Kepala Bidang Bina Marga PUPR Abdya, Darma Musliandi, menyatakan bahwa fokus utama saat ini adalah mencapai kesepakatan dengan masyarakat pemilik lahan. Ia belum dapat memastikan kapan pengerjaan fisik jembatan akan dimulai karena sangat bergantung pada hasil studi kelayakan dan pembebasan lahan.
Fokus Sosialisasi Lahan
- Pemerintah daerah dan Satker PJN Wilayah 2 Provinsi Aceh melakukan sosialisasi pembebasan lahan kepada warga di Kantor Desa Babahrot.
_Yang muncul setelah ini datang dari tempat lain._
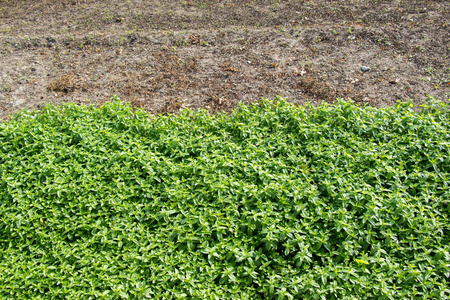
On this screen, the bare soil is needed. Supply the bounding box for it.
[0,0,450,120]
- Fokus utama adalah mencapai kesepakatan dengan masyarakat pemilik lahan.
- Proses ini melibatkan izin lingkungan dan studi kelayakan.
Komitmen dan Harapan
- Pembangunan jembatan bisa saja dilakukan dalam tahun anggaran ini jika seluruh proses administrasi dan sengketa lahan tuntas lebih cepat.
- Kehadiran lintas sektor diharapkan meminimalisir konflik agraria yang kerap menghambat proyek infrastruktur nasional.
- Pihak Satker PJN 2 Provinsi Aceh menegaskan komitmennya untuk segera memulai pembangunan jembatan permanen begitu status tanah dinyatakan bersih dan tuntas (clear and clean).
Jembatan Krueng Semayam merupakan akses krusial yang menghubungkan mobilitas ekonomi masyarakat di wilayah perbatasan Aceh Barat Daya. Kelancaran proyek ini diharapkan mampu memangkas waktu tempuh dan memperkuat konektivitas antarwilayah.